A Saint-Tropez vineyard was added to the portfolio last year too, and this year he took a majority stake in Savile Row tailor Richard James and ownership of shoemaker Harrys of London. Cohen intends to introduce both fashion brands, which he wears himself, to the US market.
He likes working with like-minded people – “you want people who are excited to do what you’re doing!” – and that was certainly the case with Benetti. “They have been the most wonderful partner and the most wonderful builder that you could imagine,” Cohen says. “It was just a wonderful experience from beginning to end, including the involvement of the senior personnel, primarily the CEO, Vincenzo Poerio. He met me in London, he met me in New York, he met me in Houston, he met me in South Florida, he met me in Los Angeles. He met me here in Cannes.
“When you do business with someone, you want to feel that someone wants your business. We’ve only worked with people who want to work with us, and that have demonstrated that. And that’s the human contact, whether it’s retail, or something big ticket like this.”

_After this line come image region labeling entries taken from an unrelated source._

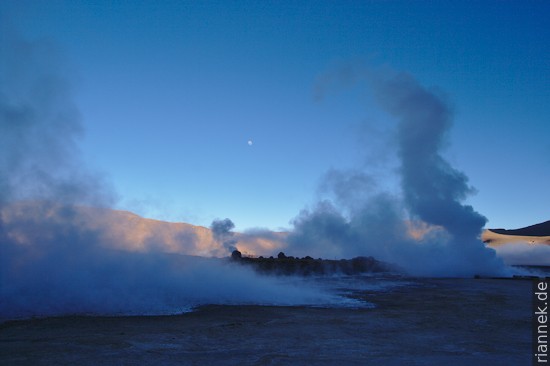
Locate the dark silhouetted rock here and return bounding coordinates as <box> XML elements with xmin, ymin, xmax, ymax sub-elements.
<box><xmin>231</xmin><ymin>249</ymin><xmax>243</xmax><ymax>259</ymax></box>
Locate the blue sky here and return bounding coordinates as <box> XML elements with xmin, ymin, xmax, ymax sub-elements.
<box><xmin>0</xmin><ymin>0</ymin><xmax>550</xmax><ymax>229</ymax></box>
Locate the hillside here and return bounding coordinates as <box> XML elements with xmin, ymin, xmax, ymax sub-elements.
<box><xmin>481</xmin><ymin>221</ymin><xmax>550</xmax><ymax>247</ymax></box>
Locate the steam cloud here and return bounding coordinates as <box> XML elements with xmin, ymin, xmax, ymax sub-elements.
<box><xmin>289</xmin><ymin>68</ymin><xmax>506</xmax><ymax>276</ymax></box>
<box><xmin>0</xmin><ymin>33</ymin><xmax>330</xmax><ymax>321</ymax></box>
<box><xmin>210</xmin><ymin>219</ymin><xmax>237</xmax><ymax>252</ymax></box>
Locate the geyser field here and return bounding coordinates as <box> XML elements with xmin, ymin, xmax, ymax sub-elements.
<box><xmin>0</xmin><ymin>25</ymin><xmax>546</xmax><ymax>365</ymax></box>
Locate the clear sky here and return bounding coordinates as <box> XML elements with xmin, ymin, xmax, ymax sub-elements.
<box><xmin>0</xmin><ymin>0</ymin><xmax>550</xmax><ymax>230</ymax></box>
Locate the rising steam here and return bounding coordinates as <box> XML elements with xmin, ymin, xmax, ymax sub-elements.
<box><xmin>289</xmin><ymin>69</ymin><xmax>504</xmax><ymax>276</ymax></box>
<box><xmin>0</xmin><ymin>31</ymin><xmax>336</xmax><ymax>320</ymax></box>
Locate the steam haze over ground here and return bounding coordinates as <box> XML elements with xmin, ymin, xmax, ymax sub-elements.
<box><xmin>0</xmin><ymin>2</ymin><xmax>548</xmax><ymax>324</ymax></box>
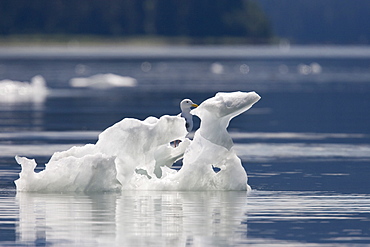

With six years of hard work behind them, the job now is to enjoy Seasense. The Cohens plan to holiday on board with their two young children, and his two grown-up kids from his first marriage, whenever they can, enjoying the French and Italian rivieras, but exploring Croatia and Greece, too. The Grenadines, Guadeloupe and Martinique are on the Caribbean hit list.
The sights will be spectacular, but life on board Seasense will be better. “We’ll stay on board 90 per cent of the time. Why not? What’s the best place in town? Wherever we go! In every town!”